2. The electrical drive system as claimed in claim 1, wherein the inverter with silicon semiconductor components comprises at least one Si-IGBT and at least one Si-diode.

3. The electrical drive system as claimed in claim 1, wherein the inverter with silicon carbide semiconductor components comprises at least one SiC-MOSFET.

4. The electrical drive system as claimed in claim 1, wherein the inverter with silicon carbide semiconductor components comprises at least one Si-IGBT and at least one SiC diode.

5. A method for operating the electrical drive system in driving mode of the motor vehicle comprising: supplying electric machines supplied with alternating current solely via SiC inverters are used to drive the motor vehicle when a torque demand is less than a maximum torque that can be produced by the electric machines supplied via SiC inverters; and supplying electric machines supplied with alternating current by both SiC inverters as well as electric machines supplied with alternating current by Si inverters are used to drive the motor vehicle when the torque demand is greater than the maximum torque that can be produced by electric machines supplied with alternating current via SiC inverters, wherein the front axle of the motor vehicle is driven by at least one electric machine supplied by a Si inverter, and the rear axle of the motor vehicle is driven by at least one electric machine supplied by a SiC inverter, wherein the inverters are sine wave inverters, wherein the inverters generate a sinusoidal output voltage by pulse width modulation in chopper mode, wherein the switching frequency of the inverters lies in a range of 10 kHz to 25 kHz.

6. The electrical drive system as claimed in claim 2, wherein the inverter with silicon carbide semiconductor components comprises at least one SiC-MOSFET.
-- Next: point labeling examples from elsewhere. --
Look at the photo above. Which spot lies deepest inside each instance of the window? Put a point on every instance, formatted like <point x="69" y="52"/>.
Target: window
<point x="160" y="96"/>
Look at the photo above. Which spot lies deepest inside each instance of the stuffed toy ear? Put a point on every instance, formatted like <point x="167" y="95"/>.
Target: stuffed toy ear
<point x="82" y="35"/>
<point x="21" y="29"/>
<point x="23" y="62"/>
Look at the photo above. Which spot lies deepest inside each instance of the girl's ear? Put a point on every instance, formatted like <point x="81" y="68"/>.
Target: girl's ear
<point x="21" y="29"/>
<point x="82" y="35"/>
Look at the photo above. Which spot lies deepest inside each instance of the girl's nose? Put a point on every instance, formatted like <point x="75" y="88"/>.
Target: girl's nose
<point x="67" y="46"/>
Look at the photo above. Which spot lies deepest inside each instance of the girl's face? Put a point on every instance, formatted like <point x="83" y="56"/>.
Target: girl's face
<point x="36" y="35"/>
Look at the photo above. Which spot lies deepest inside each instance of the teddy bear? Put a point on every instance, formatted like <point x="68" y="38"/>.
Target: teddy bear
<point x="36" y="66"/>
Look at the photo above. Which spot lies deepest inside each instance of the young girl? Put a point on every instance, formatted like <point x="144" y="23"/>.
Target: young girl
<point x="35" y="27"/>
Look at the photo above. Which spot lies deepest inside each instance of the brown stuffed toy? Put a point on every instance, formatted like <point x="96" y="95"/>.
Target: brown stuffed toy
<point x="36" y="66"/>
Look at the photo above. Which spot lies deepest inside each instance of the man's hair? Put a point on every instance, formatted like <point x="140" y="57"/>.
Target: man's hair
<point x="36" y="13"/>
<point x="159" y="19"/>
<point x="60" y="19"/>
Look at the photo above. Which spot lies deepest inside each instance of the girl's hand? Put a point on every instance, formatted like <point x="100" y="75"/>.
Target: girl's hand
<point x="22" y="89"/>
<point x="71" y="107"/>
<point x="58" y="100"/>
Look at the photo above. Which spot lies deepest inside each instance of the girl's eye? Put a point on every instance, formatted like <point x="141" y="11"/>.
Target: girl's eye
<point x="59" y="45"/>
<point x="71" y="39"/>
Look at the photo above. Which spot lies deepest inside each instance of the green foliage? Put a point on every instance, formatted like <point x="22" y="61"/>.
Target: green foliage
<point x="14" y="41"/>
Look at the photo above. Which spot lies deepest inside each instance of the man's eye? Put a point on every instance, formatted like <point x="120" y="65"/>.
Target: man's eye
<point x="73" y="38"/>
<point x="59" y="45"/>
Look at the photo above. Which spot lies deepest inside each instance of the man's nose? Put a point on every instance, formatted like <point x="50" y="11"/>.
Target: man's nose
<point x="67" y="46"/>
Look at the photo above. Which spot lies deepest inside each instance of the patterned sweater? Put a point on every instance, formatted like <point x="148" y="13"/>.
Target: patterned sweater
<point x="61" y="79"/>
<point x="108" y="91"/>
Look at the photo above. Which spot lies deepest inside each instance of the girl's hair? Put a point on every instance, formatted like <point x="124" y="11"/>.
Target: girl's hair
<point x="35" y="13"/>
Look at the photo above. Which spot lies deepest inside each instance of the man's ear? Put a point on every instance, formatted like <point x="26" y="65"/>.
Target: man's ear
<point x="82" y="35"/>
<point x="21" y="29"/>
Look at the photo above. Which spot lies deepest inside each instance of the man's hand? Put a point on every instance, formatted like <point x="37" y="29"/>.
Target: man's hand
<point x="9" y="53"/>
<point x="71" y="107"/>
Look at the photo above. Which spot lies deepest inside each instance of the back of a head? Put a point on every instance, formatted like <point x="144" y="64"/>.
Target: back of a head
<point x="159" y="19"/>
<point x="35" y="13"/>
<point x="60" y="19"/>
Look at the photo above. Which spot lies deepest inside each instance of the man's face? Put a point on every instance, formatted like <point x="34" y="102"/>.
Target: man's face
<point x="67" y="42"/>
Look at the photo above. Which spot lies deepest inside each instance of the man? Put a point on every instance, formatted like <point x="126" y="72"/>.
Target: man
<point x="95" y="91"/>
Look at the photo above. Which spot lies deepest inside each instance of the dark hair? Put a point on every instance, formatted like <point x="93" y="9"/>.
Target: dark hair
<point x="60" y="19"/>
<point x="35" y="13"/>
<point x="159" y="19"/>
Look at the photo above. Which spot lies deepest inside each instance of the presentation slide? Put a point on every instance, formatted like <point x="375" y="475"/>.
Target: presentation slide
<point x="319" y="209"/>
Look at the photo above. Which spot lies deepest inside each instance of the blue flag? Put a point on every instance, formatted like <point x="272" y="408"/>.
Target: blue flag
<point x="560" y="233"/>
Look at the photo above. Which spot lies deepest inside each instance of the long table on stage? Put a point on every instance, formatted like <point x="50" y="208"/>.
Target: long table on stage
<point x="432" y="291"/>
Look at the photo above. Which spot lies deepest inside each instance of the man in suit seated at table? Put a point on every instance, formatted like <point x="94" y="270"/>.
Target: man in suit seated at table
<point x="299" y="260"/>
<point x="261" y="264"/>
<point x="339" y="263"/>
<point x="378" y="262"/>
7. The electrical drive system as claimed in claim 2, wherein the inverter with silicon carbide semiconductor components comprises at least one Si-IGBT and at least one SiC diode.

Description

BRIEF DESCRIPTION OF THE DRAWINGS

(1) The invention is represented schematically on the basis of embodiments in the drawings and shall be described further with reference to the drawings. There are shown:

(2) FIG. 1a a comparison of the power loss of different inverters;

(3) FIG. 1b a comparison of the power loss of different inverters;

(4) FIG. 2 a schematic representation of one embodiment of a drive system according to the invention with two different inverters.

DETAILED DESCRIPTION

(5) FIG. 1 shows a comparison of the power loss of different inverters at a constant load point for different clock frequencies: a) full-load operation, b) partial load operation). The inverters used were operated with a maximum power of 180 kW, a maximum voltage of 1200 V HL, an alternating current averaged over 10 s of 350 Arms. The inverters were designed for a maximum temperature at the junction of 175 C. (Si inverter) or 200 C. (SiC inverter).

(6) The loss data was determined from measurements. The boundary conditions for the calculation were cos Phi: 0.7; maximum modulation rate: 0.9; efficiency of e-machine+transmission: 0.9*0.94; DC voltage: 800V.

(7) As can be seen from FIG. 1a, the power loss of a SiC inverter in full-load operation (350 Arms, switching frequency 10 kHz) is 35% less than that of a Si inverter. The power loss is represented as the sum of the switching losses 11 and the conduction losses 12. The decrease is due to the much smaller switching losses 11. In partial load operation (FIG. 1b) with 175 Arms, there results in fact a reduction in the power loss of 55% at a switching frequency of 10 kHz. As can be seen, the differences in the losses are less in the high-load region than in the partial load region.

(8) FIG. 2 shows a schematic representation of a drive system 20 with two different inverters 24 and 25. One Si inverter 24 supplies a first e-machine 22, and one SiC inverter 25 supplies a second e-machine 22. The two inverters 24 and 25 are each connected by DC-HV cable 23 to a HV battery 21, which provides the direct current for the operation of the inverters 24 and 25. The first e-machine 22 connected to the Si inverter 24 may be arranged, for example, on the front axle of the motor vehicle and drive it, and the second e-machine 22 connected to the SiC inverter 25 can be arranged on the rear axle of the motor vehicle and drive it. Of course, more than two drive units may also be combined with each other in one vehicle.